Reference documentation for deal.II version 9.1.0-pre
Namespaces
Automatic differentiation

A module dedicated to the implementation of functions and classes that relate to automatic differentiation. More...

Namespaces

 Differentiation
 
 Differentiation::AD
 

Detailed Description

A module dedicated to the implementation of functions and classes that relate to automatic differentiation.

Below we provide a very brief introduction as to what automatic differentiation is, what variations of this computational / numerical scheme exist, and how it is integrated within deal.II's framework.

Automatic differentiation

Automatic differentiation (commonly also referred to as algorithmic differentiation), is a numerical method that can be used to "automatically" compute the first, and perhaps higher-order, derivatives of function(s) with respect to one or more input variables. Although this comes at a certain computational cost, the benefits to using such a tool may be significant. When used correctly the derivatives of often complicated functions can be computed to a very high accuracy. Although the exact accuracy achievable by these frameworks largely depends on their underlying mathematical formulation, some implementations compute with a precision on the order of machine accuracy. Note that this is different to classical numerical differentiation, which has an accuracy that depends on both the perturbation size as well as the chosen finite-difference scheme (and is measurably larger than well-formulated automatic differentiation approaches).
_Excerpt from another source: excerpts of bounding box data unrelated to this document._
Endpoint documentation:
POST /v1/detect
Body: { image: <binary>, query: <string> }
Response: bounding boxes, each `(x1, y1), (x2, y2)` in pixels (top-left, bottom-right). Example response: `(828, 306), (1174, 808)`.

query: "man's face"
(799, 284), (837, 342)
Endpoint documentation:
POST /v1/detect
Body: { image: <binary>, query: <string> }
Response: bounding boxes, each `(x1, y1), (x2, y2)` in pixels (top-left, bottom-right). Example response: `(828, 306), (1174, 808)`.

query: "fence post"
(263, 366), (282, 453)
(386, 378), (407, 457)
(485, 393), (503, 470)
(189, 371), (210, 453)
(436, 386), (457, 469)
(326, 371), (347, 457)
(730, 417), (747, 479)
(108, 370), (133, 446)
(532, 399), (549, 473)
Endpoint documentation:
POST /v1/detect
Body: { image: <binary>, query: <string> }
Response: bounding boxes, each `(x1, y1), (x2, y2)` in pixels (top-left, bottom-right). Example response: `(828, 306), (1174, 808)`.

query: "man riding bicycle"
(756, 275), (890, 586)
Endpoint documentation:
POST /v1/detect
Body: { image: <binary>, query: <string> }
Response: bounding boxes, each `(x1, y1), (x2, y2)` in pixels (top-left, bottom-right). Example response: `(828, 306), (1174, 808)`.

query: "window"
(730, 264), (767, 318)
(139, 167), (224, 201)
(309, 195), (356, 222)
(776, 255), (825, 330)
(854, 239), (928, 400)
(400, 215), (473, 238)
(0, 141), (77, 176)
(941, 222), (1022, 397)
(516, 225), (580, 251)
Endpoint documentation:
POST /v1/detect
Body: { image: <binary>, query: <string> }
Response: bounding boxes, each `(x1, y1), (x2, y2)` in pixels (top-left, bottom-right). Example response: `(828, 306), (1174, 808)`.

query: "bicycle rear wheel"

Three practical examples of auto-differentiation use within a finite-element context would then be

There are quite a number of implementations for auto-differentiable numbers. They primarily fall into two broad categories, namely source code transformation and operator overloading. The first method generates new, compilable code based on some input function that, when executed, returns the derivatives of the input function. The second exploits the capability of C++ operator definitions to be overloaded for custom class types. Therefore a class that represents such an auto-differentiable number can, following each mathematical operation performed on or with it, in principle evaluate and keep track of its value as well as that of its directional derivative(s). As the libraries exclusively implementing the source code transformation approach collectively describe highly specialized tools that are to be used as function preprocessors, they have no direct support within deal.II itself. The latter, however, represent specialized number types that can be supported through the use of template metaprogramming in the appropriate context. Given the examples presented above, this means that the FEValues class (and friends), as well as the Tensor and SymmetricTensor classes should support calculations performed with these specialized numbers. (In theory an entire program could be made differentiable. This could be useful in, for example, the sentitivity analysis of solutions with respect to input parameters. However, to date this has not been tested.)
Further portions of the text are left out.